Women in Stem with Katherine Tran

Introducing Kratherine Tan! Katherine joined the SCIEX team with a strong desire to further the company’s mission of delivering solutions to advance human wellness. Her main area of interest is within mass spectrometry-based proteomics from which she has accumulated a wealth of knowledge and experience in this space over the past 10 years.

Women scientists nurses and doctors fighting against coronavirus. Feminist steminist illustration. Female Doctors, nurses and scientists together.

Can you tell us about your journey in the field of STEM and the challenges you encountered along the way?

To be honest, this is something I have never taken the time to reflect on until now.  At first thought, I would say my journey in the field of STEM has been an exciting and rewarding experience. However, when I get to really think back on my journey throughout STEM, it has honestly been quite a rollercoaster ride with many bumps along the way.

Being a young Asian woman in STEM, in a senior role, with several health issues that have presented challenges to my work over the years, I faced difficulty with being overly self-conscious and constantly questioning whether someone’s actions are racially motivated, sexual, or asking myself, “am I overreacting completely?”.

For example, at the start of my career in the field of STEM, I was selected for a job interview following the application process, but when I came to the interview, the person who was supposed to be interviewing me refused to come and talk to, or even acknowledge me. I thought this was very strange and I didn’t know why this was happening. Maybe it was a bad time and they needed to reschedule the interview, I thought. But then one of the employees told me that they were not going to do the interview. I was so confused. I was dressed appropriately, and there were other women in the building, so it was not because of either of those reasons. I must have been qualified for the job if I got selected from the application process. I was so embarrassed, I ended up just leaving.
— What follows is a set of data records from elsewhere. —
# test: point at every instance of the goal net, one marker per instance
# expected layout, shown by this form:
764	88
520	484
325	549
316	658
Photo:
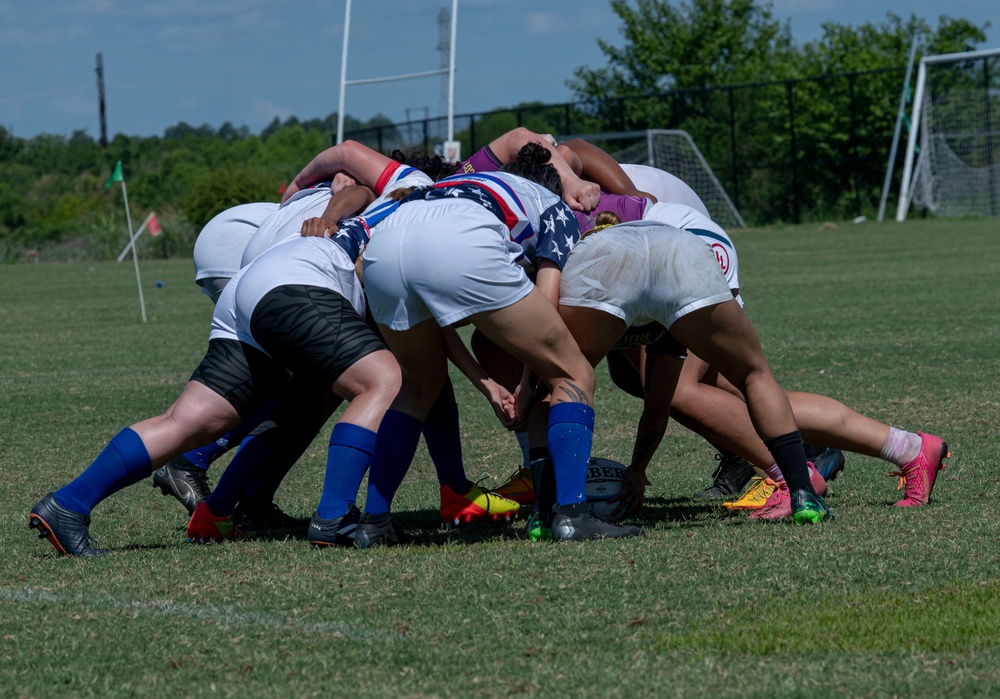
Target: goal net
956	114
675	152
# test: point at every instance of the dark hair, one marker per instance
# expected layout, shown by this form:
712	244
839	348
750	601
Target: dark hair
434	166
532	163
603	220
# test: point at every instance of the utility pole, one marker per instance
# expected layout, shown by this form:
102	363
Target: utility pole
100	95
444	48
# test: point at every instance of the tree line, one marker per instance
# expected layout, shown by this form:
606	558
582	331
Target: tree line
679	66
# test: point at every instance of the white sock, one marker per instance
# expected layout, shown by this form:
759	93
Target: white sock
901	447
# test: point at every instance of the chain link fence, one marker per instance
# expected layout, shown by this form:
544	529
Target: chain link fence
790	151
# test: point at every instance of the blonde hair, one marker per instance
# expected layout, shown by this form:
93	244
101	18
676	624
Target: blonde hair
603	220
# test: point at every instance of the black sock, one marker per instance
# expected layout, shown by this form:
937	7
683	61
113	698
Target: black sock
544	478
789	454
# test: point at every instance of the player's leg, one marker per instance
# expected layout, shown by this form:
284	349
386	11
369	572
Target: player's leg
197	416
724	337
422	359
532	330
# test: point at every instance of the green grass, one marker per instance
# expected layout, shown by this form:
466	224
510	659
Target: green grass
898	321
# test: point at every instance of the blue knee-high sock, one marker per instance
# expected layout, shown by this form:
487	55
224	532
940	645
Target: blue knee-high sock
123	462
571	434
395	445
347	460
255	456
203	456
259	419
441	434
Then, in my early 20s, I was quickly promoted to a global executive role, however I was initially criticised by my team for my age and whether I deserved such a high- level role with that big of a responsibility. In another workplace, I had a temporary supervisor who would graze himself on me whenever he tried to get by me. To this day, I still think about whether there was enough space in each circumstance that this could have or should have happened, because I never had any issues with any other co-workers.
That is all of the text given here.